The suspects will go before a so-called "fast-track" court
They were charged with murder, rape and kidnapping
The incident occurred last month in New Delhi
More women officers have been deployed to handle complaints in New Delhi
The men accused in the gang rape and killing of an Indian woman have been summoned to appear in court Monday to hear charges against them, authorities said Saturday.
The horrific attack on the 23-year-old woman in New Delhi on December 16 has prompted angry protests over the country’s treatment of women and handling of sexual attacks. It also stirred worldwide outrage.
The suspects arrived Monday at the Metropolitan Magistrates’ Court in the southern New Delhi district of Saket amid a tense atmosphere, tight security and a heavy news media presence. The men were there to hear the charges against them.
Fast-track courts expedite cases in a court system bogged down by red tape.
Charges of murder, rape and kidnapping were filed against five of the accused men on Thursday. If convicted, they could receive the death penalty.
A juvenile court will take up the matter of determining the age of a sixth suspect in the attack, who claims to be 17 and therefore not old enough to be tried as an adult, CNN affiliate IBN reported.
The men are accused of assaulting her and her male companion on a bus in the Indian capital on December 16, robbing them of their belongings before dumping them at the side of a road.
The case appears to have prompted changes in New Delhi law enforcement.
India’s interior minister has ordered the city’s police stations to increase the number of women officers to facilitate the handling of complaints from women.
Interior Minister Sushil Kumar Shinde said last week that each police station in Delhi should have 10 women constables and two women subinspectors.

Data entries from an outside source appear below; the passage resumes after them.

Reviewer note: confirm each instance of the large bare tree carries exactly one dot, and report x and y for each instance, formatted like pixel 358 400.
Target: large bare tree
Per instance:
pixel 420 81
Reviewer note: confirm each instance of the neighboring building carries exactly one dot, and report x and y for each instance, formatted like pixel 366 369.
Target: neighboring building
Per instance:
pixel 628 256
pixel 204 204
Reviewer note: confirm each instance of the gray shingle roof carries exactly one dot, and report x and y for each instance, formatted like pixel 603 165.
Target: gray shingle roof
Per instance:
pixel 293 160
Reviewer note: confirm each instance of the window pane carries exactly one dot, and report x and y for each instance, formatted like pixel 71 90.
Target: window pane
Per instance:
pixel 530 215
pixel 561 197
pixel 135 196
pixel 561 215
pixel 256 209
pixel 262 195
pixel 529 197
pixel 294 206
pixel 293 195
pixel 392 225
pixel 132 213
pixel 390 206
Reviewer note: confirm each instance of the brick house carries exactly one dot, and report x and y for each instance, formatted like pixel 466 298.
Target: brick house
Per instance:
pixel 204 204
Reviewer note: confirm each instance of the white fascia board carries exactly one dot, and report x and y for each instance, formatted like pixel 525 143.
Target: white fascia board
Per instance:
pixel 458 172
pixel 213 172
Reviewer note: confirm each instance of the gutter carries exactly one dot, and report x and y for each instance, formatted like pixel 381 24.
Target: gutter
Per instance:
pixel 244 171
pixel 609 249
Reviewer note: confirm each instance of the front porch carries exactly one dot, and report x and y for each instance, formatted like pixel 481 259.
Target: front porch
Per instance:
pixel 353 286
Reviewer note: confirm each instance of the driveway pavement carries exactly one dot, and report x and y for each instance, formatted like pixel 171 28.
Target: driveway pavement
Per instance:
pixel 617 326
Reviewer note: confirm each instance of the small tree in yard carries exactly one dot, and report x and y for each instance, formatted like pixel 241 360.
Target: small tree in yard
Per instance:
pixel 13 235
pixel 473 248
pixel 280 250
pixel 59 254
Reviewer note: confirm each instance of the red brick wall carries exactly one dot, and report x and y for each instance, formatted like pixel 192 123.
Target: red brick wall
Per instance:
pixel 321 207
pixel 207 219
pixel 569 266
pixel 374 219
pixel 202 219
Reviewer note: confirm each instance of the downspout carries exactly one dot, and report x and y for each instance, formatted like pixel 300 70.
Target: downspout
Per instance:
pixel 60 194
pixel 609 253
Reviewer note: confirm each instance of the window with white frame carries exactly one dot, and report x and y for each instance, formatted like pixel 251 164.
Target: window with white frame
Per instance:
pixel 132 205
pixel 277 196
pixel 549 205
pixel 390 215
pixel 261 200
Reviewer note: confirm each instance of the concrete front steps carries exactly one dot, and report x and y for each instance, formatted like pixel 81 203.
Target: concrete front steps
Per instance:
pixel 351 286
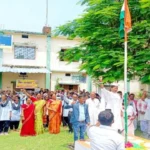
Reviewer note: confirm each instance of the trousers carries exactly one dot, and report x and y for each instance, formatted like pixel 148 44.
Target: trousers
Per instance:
pixel 4 126
pixel 79 129
pixel 14 125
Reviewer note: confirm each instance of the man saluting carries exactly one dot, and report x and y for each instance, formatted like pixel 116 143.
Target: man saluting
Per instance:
pixel 113 103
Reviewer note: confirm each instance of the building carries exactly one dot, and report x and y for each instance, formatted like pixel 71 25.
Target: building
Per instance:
pixel 67 75
pixel 33 61
pixel 24 64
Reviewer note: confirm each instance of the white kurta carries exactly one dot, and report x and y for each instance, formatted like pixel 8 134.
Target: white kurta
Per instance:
pixel 94 110
pixel 113 102
pixel 5 112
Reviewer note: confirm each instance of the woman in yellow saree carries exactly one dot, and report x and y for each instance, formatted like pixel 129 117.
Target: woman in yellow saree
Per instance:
pixel 39 128
pixel 39 112
pixel 55 110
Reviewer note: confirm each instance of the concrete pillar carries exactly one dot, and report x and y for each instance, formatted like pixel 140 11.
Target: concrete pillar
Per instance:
pixel 128 85
pixel 89 84
pixel 48 75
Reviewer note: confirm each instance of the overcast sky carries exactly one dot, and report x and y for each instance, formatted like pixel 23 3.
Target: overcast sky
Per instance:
pixel 29 15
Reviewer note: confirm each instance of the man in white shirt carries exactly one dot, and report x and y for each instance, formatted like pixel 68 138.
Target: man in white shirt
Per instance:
pixel 114 103
pixel 94 108
pixel 103 136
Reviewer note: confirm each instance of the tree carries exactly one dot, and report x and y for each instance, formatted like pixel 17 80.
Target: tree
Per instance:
pixel 101 49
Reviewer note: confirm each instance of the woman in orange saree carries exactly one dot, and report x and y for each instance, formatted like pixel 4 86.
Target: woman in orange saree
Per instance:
pixel 54 110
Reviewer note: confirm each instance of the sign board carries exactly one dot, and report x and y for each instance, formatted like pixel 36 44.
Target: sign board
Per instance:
pixel 5 41
pixel 26 84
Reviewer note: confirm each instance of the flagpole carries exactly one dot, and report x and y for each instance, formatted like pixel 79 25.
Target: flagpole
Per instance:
pixel 125 78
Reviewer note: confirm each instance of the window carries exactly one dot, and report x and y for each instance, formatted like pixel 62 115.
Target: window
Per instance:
pixel 63 53
pixel 22 52
pixel 25 36
pixel 68 74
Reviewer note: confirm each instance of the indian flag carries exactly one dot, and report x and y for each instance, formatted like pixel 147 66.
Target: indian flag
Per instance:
pixel 125 20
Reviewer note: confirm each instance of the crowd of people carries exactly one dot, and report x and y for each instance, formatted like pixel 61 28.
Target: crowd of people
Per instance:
pixel 80 111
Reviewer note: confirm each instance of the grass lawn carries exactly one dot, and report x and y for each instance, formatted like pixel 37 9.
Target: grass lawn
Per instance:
pixel 44 141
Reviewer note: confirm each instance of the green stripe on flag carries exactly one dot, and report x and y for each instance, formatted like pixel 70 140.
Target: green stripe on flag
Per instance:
pixel 121 29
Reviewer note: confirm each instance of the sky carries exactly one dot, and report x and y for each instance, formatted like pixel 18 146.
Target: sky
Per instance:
pixel 30 15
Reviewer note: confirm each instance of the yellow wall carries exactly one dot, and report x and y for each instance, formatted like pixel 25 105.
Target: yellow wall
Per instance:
pixel 7 78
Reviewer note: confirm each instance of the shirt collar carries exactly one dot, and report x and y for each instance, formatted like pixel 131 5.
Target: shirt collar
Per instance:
pixel 107 127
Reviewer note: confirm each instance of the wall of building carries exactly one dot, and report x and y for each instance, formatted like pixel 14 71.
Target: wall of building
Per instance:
pixel 7 78
pixel 39 41
pixel 56 45
pixel 65 80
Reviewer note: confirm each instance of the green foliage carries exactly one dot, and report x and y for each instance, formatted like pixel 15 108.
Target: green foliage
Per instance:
pixel 101 49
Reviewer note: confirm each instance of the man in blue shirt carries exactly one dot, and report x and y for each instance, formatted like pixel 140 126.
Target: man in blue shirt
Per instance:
pixel 80 118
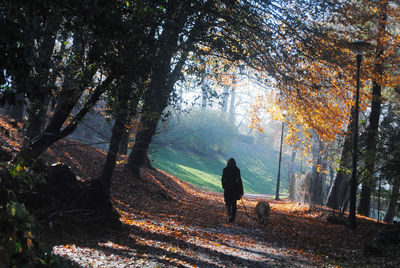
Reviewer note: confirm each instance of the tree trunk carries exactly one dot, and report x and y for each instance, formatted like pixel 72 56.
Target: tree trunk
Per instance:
pixel 232 106
pixel 157 97
pixel 316 188
pixel 225 96
pixel 117 132
pixel 368 183
pixel 53 131
pixel 204 94
pixel 17 111
pixel 336 195
pixel 392 207
pixel 123 148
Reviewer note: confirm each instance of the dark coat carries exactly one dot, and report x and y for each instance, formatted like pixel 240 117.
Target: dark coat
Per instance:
pixel 232 184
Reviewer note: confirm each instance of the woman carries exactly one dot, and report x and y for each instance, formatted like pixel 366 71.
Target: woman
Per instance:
pixel 233 187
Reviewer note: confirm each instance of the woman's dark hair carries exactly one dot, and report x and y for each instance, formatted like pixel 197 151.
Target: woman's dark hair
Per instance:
pixel 231 163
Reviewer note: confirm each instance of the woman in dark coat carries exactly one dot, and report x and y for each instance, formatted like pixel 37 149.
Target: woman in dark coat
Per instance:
pixel 233 187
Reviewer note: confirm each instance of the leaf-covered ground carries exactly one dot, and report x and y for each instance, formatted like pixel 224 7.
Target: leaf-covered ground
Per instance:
pixel 167 222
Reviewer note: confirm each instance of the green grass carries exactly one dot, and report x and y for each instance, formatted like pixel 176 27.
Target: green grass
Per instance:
pixel 258 167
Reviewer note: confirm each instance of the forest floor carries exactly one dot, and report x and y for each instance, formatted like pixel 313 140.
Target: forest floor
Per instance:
pixel 168 223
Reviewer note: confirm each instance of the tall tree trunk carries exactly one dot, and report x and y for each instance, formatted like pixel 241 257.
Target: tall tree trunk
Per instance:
pixel 123 148
pixel 316 189
pixel 17 111
pixel 232 106
pixel 394 197
pixel 292 178
pixel 157 97
pixel 117 132
pixel 204 94
pixel 337 193
pixel 225 96
pixel 54 131
pixel 368 183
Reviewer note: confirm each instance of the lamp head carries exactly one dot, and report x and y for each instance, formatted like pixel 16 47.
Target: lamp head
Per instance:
pixel 359 46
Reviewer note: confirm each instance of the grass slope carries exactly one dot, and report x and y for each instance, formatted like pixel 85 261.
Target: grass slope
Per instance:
pixel 258 167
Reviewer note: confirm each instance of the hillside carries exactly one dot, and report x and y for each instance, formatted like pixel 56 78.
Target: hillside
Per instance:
pixel 258 167
pixel 168 222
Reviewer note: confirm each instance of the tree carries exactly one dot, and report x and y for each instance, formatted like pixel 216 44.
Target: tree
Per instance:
pixel 241 32
pixel 372 130
pixel 389 155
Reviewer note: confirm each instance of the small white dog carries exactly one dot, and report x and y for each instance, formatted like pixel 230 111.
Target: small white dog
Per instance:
pixel 262 210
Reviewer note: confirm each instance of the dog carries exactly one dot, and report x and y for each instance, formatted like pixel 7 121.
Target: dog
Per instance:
pixel 262 210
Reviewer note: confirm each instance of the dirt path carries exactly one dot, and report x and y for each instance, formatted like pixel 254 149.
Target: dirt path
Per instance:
pixel 168 223
pixel 189 232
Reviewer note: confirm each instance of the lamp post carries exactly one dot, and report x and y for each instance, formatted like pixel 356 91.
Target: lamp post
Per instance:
pixel 278 179
pixel 358 47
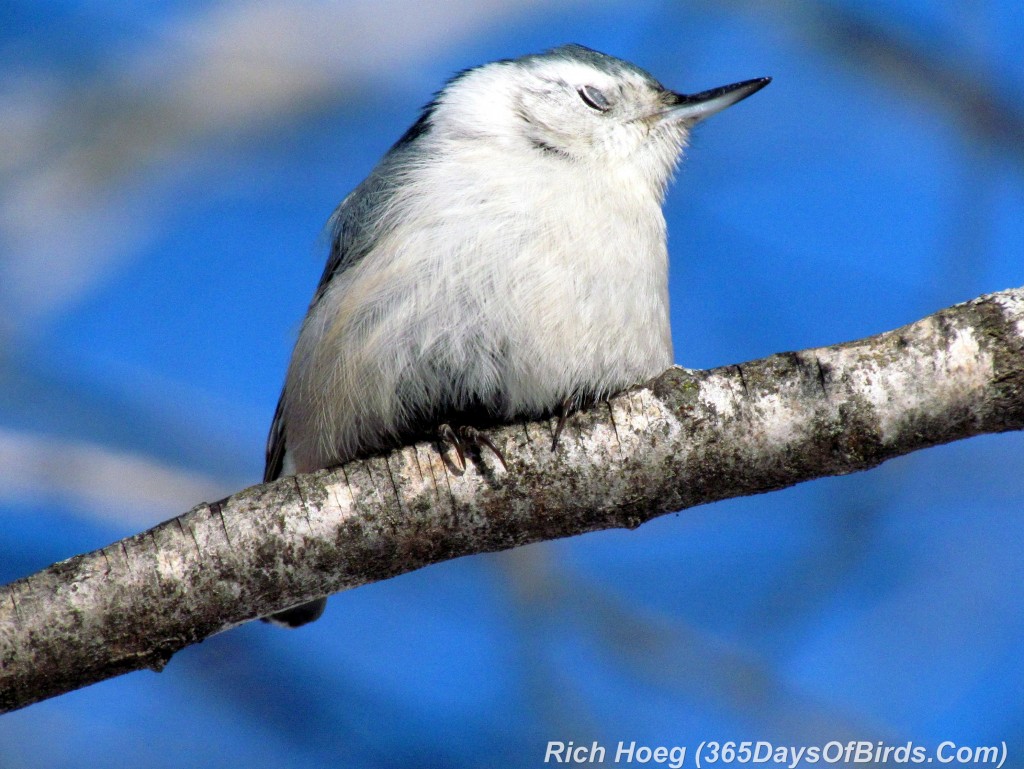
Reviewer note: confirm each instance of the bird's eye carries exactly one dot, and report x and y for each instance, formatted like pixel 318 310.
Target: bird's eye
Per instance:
pixel 594 98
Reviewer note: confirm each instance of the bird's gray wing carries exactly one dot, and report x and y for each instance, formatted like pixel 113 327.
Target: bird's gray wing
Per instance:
pixel 353 228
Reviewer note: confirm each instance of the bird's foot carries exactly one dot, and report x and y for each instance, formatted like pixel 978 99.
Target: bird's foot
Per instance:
pixel 465 436
pixel 565 410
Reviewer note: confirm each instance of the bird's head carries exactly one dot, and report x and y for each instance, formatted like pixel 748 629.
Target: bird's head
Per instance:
pixel 573 104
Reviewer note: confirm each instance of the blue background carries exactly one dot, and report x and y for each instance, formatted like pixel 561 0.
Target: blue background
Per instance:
pixel 164 173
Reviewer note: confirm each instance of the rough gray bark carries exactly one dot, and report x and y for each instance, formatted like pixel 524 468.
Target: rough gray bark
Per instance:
pixel 686 438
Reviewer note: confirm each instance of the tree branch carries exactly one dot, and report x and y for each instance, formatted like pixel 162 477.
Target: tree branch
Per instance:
pixel 686 438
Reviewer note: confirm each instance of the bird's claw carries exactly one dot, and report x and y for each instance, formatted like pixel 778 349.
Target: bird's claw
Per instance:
pixel 465 435
pixel 564 410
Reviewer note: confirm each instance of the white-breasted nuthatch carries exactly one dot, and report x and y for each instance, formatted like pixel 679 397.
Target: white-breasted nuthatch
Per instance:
pixel 507 257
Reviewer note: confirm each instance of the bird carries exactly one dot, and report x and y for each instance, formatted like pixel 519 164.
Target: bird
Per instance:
pixel 507 258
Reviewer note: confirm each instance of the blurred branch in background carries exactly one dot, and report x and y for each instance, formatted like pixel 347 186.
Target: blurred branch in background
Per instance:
pixel 75 154
pixel 949 79
pixel 684 439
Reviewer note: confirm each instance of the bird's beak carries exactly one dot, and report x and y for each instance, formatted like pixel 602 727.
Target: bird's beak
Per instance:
pixel 694 108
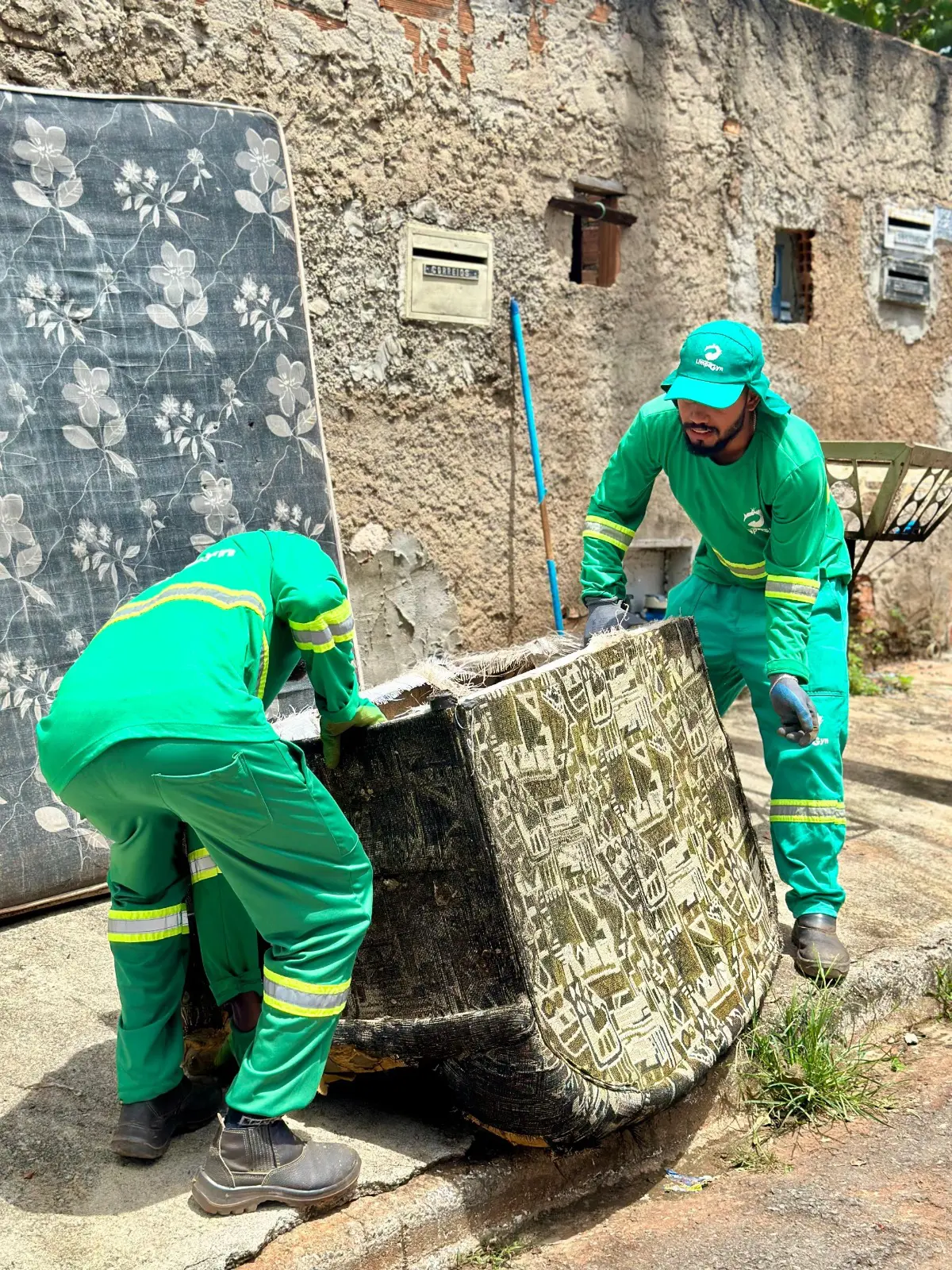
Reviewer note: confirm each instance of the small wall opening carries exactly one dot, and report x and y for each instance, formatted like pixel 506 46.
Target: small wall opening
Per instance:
pixel 793 298
pixel 597 247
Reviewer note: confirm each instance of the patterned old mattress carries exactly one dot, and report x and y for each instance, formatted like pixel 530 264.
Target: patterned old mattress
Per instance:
pixel 158 394
pixel 573 918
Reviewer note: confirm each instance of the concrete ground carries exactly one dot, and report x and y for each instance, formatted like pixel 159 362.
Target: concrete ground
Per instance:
pixel 67 1203
pixel 876 1195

“We will be posting these women very soon, according to this order, by diverting staff from other places and making them available in Delhi,” police spokesman Rajan Bhagat said. At present, women comprise 7% of police forces, he said.
Candidates will be recruited within four months, and training will take an additional nine months, he said.
“You need these protests to bring about a change in laws. And laws should be made so tough that nobody should even think of committing such crimes. Rapists deserve death sentence,” he said.
“We need overall more women in the police station as other women feel more comfortable with female officers,” he said. “If all women complaints are attended to promptly, situations like that of the gang-raped medical student may have been avoided.”
The interior minister said he is working with security officials to strengthen laws regarding rape and assault.
In the state of Haryana, about 80 miles northwest of Delhi, officials plan to publicize the profiles of rapists. The state will publish the names, addresses and case numbers of convicted rapists on a website.
“In doing so, we hope to curb crime against women,” said Laik Ram Dabbas, director of the state crime records bureau.
The website could be active this month, Dabbas said.